Sentiu um duro apertão na traqueia, e quando o corpo voltou para trás,
já embalado, os seus calcanhares bateram no balde, que caiu, rolando pelo chão.
Depois, a tensão da corda apertou o garrote no seu pescoço, a garganta sofreu
um esmagamento e entrou em pânico. Agarrou os dedos ao laço e procurou libertar-se,
mas não conseguiu. O seu peso puxava-a para baixo, abanava os pés e só encontrava
o vazio. O descontrolo apoderou-se dela, asfixiava, incapaz de se libertar. Viu
que o fantasma se aproximara, a sua sombra escura estava agora a seu lado. Um estranho
torpor invadiu-a, a cela ficou enevoada, desfocada. Começava a perder a
consciência, a ir-se embora deste mundo, como desejava.

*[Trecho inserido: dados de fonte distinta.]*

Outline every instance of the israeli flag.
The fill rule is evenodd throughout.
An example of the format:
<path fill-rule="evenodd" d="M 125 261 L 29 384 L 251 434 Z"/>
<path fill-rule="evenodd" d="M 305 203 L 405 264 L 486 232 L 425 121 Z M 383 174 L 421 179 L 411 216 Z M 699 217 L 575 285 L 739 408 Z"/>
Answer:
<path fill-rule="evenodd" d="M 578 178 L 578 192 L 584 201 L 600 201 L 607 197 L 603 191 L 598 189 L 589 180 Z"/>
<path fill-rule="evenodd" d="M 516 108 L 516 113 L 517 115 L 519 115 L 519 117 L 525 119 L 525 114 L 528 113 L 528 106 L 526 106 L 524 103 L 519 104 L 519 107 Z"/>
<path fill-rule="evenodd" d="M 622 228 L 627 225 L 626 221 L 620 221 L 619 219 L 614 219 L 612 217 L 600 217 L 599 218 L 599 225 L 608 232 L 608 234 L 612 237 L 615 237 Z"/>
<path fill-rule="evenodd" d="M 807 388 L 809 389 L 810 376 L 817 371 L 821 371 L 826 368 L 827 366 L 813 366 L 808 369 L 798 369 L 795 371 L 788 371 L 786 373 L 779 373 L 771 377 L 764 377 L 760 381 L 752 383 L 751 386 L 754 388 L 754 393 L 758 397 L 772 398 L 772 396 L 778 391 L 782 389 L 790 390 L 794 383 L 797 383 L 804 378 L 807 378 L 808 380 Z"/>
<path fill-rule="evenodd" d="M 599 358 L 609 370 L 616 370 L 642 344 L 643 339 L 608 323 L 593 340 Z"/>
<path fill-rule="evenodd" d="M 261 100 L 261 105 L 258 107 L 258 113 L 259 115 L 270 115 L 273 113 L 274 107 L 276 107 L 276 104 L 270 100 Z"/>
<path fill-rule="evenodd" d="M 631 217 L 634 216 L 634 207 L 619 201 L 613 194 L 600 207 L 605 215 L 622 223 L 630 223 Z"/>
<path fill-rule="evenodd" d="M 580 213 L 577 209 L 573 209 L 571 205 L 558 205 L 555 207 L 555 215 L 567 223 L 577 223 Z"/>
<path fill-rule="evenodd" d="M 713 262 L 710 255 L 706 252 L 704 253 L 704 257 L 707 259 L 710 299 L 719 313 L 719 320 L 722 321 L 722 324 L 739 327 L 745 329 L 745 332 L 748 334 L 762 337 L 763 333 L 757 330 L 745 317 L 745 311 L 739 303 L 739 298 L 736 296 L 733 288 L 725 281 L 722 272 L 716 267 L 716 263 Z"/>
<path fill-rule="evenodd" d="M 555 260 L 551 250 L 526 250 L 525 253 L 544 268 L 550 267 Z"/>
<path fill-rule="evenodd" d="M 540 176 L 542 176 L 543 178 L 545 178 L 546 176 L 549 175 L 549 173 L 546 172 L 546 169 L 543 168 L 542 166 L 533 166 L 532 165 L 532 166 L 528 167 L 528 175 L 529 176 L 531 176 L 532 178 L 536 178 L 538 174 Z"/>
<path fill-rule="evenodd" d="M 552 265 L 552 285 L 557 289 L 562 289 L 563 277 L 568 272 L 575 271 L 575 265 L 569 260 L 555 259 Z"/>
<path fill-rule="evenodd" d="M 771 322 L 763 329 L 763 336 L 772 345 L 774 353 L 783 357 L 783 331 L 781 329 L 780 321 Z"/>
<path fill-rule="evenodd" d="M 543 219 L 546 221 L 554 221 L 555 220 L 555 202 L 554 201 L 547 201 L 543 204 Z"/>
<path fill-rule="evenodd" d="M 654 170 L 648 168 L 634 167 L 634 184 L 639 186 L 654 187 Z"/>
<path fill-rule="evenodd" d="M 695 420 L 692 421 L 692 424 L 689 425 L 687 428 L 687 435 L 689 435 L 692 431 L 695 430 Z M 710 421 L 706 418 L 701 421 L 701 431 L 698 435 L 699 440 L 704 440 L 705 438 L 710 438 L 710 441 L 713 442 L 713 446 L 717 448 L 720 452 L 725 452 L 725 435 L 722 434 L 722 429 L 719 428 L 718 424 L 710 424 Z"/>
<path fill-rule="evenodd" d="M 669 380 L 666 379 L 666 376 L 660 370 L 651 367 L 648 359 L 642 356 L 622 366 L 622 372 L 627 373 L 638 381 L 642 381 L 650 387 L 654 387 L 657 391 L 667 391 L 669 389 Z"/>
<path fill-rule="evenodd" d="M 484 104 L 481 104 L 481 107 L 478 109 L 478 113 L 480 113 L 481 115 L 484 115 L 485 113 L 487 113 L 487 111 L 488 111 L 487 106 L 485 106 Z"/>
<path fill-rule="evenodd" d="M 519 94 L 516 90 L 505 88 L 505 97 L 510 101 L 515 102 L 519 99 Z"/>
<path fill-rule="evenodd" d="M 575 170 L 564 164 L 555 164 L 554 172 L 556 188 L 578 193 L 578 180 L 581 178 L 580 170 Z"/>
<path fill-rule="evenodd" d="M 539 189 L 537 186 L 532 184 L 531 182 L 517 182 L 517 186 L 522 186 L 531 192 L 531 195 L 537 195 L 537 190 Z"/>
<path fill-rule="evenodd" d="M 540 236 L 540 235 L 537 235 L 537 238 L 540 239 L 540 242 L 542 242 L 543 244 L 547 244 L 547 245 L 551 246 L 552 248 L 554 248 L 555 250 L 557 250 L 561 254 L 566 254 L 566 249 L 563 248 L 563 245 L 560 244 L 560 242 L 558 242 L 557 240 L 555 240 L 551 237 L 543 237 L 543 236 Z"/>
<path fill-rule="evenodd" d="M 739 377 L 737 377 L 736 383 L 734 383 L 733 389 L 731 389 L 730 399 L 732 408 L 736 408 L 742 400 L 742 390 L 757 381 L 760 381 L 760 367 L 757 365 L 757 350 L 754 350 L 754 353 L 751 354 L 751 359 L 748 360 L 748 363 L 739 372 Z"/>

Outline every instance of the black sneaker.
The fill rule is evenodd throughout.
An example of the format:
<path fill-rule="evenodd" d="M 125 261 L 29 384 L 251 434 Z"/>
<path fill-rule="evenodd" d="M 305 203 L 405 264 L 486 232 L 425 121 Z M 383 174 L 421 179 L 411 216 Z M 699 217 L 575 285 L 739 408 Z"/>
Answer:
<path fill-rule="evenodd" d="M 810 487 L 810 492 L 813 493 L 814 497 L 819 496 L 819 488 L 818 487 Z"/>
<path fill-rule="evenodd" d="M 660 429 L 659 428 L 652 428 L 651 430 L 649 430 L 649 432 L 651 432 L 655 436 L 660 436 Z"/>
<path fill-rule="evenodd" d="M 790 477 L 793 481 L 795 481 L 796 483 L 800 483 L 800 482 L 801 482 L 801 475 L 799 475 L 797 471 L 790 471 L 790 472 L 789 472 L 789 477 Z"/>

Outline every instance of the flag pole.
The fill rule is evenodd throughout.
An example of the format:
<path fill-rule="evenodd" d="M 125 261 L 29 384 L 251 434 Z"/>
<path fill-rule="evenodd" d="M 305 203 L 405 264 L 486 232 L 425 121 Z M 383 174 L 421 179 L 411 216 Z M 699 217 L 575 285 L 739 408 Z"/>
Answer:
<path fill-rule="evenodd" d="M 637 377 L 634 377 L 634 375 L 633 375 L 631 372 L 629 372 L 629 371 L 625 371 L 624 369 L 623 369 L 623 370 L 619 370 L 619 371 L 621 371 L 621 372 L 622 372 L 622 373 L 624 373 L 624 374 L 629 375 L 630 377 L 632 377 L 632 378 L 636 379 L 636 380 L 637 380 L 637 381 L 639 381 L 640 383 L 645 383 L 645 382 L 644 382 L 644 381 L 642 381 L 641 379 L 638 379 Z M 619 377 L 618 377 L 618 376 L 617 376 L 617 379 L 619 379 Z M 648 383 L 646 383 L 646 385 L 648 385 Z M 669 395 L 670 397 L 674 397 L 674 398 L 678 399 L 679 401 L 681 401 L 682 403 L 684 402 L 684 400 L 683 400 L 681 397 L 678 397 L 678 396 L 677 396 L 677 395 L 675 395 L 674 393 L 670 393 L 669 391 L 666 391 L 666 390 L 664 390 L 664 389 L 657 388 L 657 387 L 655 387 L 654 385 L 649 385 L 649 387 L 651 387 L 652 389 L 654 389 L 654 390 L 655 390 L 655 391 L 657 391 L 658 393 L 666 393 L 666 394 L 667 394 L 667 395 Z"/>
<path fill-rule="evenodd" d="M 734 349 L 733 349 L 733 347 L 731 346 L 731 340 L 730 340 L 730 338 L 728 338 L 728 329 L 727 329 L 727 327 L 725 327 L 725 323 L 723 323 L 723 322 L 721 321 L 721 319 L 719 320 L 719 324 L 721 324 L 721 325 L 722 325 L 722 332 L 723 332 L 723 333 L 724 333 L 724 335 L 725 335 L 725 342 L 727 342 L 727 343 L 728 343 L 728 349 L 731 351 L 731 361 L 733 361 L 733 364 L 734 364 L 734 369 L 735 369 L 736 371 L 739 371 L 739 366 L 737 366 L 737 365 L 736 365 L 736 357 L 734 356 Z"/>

De repente, a mão fria do fantasma tocou-lhe no braço, e era uma mão
gelada e branca, Uma mão morta. Esse instante de puro terror, provocou nela uma
rebelião inesperada. Contou- -me (muito excitada, esbracejando) que aquele
contacto a despertara para o erro absurdo que cometia! O seu corpo e o seu espírito,
confrontados com o fim físico, e com a própria presença da morte a seu lado, revoltavam-se,
e um súbito desespero, eufórico, tomou conta dela. Não porque quisesse morrer, mas
porque, afinal, descobria o quanto queria viver! Esse foi o seu derradeiro pensamento,
antes de sentir que o mundo à sua volta
desatava a tremer, que as paredes abanavam, que o barulho da chegada da morte
era avassalador. Parecia que a terra inteira estalava, num ribombar
ensurdecedor, como se mil carroças e mil cavalos estivessem a passar por ali ao
mesmo tempo. Os seus olhos semicerraram-se, a sombra escura do fantasma
desapareceu, e deduziu que morrera e em breve se encontraria com a mãe e com o
pai. Mas, pelas frestas das pálpebras, vislumbrou
pedras a voarem, como projécteis cuspidos em várias direcções, o tecto a
tombar, nuvens de pó a levantarem-se à sua roda, em turbilhão, e sentiu-se a
levantar voo, como se fosse uma pena levada pelo vento, e depois a cair, como
por um poço abaixo, subitamente solta da corda. Antes de perder a consciência,
pareceu-lhe que sobre ela caía também a cela inteira, como se Deus a quisesse
chupar para as entranhas da Terra, na companhia de uma enxurrada de argamassa e
caliça. Só quando acordou e se libertou dos escombros é que compreendeu:
- tinha sido salva de morrer enforcada por um tremor de terra.
In Domingos Amaral, Quando Lisboa Tremeu, Lisboa, 1755, o Dia de Todos
os Santos vai mudar a vida de 5 pessoas para sempre, Casa das Letras (Oficina
do Livro), 2010, ISBN 978-972-46-1986-6.